Member of the Ohio Senate from the 21st district
- In office 1858–1860 Serving with Francis J. Myer
- Preceded by: John Beatty
- Succeeded by: George Harsh

Personal details
- Born: June 18, 1814 Brooke County, Virginia, U.S.
- Died: June 16, 1905 (aged 90) Massillon, Ohio, U.S.
- Resting place: Massillon City Cemetery
- Party: Democratic
- Spouse: Rebecca Warner ​(m. 1836)​
- Children: 6
- Occupation: Politician; farmer; breeder;

= Thomas W. Chapman =

American politician (1814–1905)

Thomas W. Chapman (June 18, 1814 – June 16, 1905) was an American politician and farmer from Ohio. He was a member of the Ohio Senate from 1858 to 1860.

==Early life==
Thomas W. Chapman was born on June 18, 1814, in Brooke County, Virginia (later Hancock County, West Virginia), to Elizabeth (née Wilcoxton) and William Chapman. His parents were Presbyterians.

==Career==
In 1836, Chapman moved to Stark County, Ohio. Chapman owned land in Ashland County, Ohio, for a time. He then moved to Bethlehem Township, Stark County, Ohio, in 1839. His parents followed in 1845. Chapman farmed in Bethlehem Township and bred sheep and horses. For a time, he raised sheep in Illinois with his son. He was president of the Stark County Agricultural Society.

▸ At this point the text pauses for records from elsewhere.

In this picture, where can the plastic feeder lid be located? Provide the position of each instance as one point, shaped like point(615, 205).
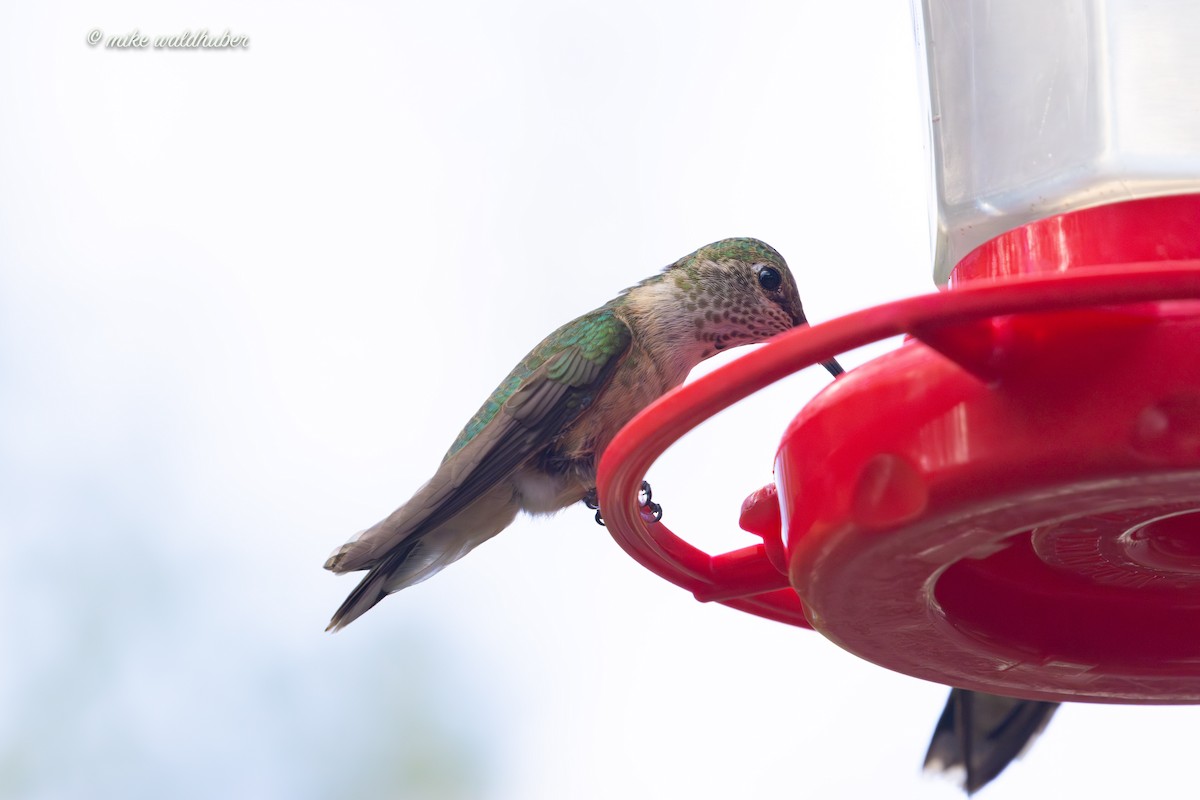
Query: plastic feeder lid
point(1008, 503)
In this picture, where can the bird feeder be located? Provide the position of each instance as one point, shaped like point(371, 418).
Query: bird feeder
point(1009, 501)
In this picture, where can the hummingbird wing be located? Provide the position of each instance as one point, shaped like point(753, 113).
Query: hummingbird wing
point(539, 400)
point(981, 734)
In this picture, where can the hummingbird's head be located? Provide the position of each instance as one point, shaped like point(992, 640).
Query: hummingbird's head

Chapman was a Democrat. He served as a member of the Ohio Senate, representing the 21st district (Stark and Carroll counties), from 1858 to 1860, alongside Francis J. Myer.

Chapman was director of the Wheeling and Lake Erie Railroad.

==Personal life==
Chapman married Rebecca Warner of Pennsylvania and daughter of George Warner Sr., on June 30, 1836. They had six children, Abraham W., William M., Clara, Maria E., Elizabeth E. and Eva A. His daughter Maria "Mary" E. married Levi S. Smith, a teacher in Stark County. His granddaughter Hattie E. Yost married Ohio state representative Clark W. Metzger. He was a member of the Reformed Presbyterian Church.

Chapman died on June 16, 1905, at his home at 13 Canal Street in Massillon. He was buried at Massillon City Cemetery.